If I have a list of postcodes, for example, a list of 200 postcodes, and if I wanted to filter all the pairs that are in my list and no other postcode out of this list, how can I filter the index and how the query should look like?
I made a query like this:

for c in cluster_10:
    search_body = {
        "size":120000,
        "query":{
            "multi_match":{
                "query":c,
                "fields":["src", "dest"]
            }
        }
    }
result = es.search(index="distances", body=search_body)
print(json.dumps(result, indent = 1))

where cluster_10 is the list of the postcodes that I want to filter out, the problem is that the result contains distances between the postcodes in my list, and those out of the list. I can see why, but I don't know how to limit the results to only the codes in the list for both fields 'src' and 'dest'.

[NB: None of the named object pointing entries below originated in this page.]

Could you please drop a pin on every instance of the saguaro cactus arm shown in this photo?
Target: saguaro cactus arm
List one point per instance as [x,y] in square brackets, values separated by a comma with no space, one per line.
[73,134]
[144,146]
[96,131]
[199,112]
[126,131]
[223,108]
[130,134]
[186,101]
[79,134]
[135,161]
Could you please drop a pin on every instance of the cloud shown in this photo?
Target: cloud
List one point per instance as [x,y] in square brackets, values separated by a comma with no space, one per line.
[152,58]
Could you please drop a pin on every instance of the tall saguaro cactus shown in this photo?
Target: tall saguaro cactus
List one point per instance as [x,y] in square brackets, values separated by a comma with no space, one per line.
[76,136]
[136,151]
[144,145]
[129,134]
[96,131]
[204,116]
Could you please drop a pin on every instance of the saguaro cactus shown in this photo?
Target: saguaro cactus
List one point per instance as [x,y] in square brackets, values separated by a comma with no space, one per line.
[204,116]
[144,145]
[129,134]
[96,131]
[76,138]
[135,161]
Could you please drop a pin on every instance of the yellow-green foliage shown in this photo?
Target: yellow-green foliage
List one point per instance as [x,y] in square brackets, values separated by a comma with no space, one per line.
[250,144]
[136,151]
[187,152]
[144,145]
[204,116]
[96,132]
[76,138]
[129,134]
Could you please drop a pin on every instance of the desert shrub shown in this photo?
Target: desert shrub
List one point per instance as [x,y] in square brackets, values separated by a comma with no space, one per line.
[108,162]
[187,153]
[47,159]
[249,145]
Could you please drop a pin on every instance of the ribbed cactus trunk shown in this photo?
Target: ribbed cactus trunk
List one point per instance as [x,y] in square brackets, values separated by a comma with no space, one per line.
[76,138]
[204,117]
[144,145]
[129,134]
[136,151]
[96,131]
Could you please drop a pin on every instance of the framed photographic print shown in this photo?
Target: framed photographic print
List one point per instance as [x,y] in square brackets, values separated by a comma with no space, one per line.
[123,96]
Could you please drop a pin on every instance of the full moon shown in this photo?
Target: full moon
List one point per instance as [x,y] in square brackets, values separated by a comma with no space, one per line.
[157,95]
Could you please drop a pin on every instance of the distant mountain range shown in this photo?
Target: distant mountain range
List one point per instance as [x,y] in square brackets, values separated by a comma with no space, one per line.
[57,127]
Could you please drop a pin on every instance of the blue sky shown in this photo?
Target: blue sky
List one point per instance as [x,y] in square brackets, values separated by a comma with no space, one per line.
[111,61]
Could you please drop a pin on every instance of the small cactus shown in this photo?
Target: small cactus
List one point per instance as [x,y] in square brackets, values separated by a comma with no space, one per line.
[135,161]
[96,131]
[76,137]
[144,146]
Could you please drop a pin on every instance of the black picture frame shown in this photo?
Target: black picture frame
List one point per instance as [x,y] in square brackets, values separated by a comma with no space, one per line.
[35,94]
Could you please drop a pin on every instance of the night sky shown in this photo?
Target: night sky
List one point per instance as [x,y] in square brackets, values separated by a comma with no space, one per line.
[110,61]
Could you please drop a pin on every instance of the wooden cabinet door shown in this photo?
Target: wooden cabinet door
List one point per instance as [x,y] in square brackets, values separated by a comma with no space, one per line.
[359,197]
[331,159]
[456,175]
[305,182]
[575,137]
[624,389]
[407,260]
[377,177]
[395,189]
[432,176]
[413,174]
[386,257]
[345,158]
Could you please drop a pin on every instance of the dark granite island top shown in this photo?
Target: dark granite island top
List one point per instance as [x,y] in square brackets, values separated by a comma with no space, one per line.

multi_match query uses best_fields by default. it matches if any of the field matches the query.
I suppose boolean query with terms query is a simple solution.

"query":{
  "bool":{
    "must":[
      {"terms":{"src": c}},
      {"terms":{"dest": c}}
    ]
  }
}
1 Like

Thank you very much Tomo_M
It didn't work that way but helped me to find the correct query. I just needed to use 'filter' query instead of 'must and give a list of values to be filtered (and not one by one through a for loop).

        "query":{
            "bool":{
                "filter":[
                    {"terms":{"src":list_of_values}},
                    {"terms":{"dest":list_of_values}}
                ]
            }
        }

Bests,

1 Like

This topic was automatically closed 28 days after the last reply. New replies are no longer allowed.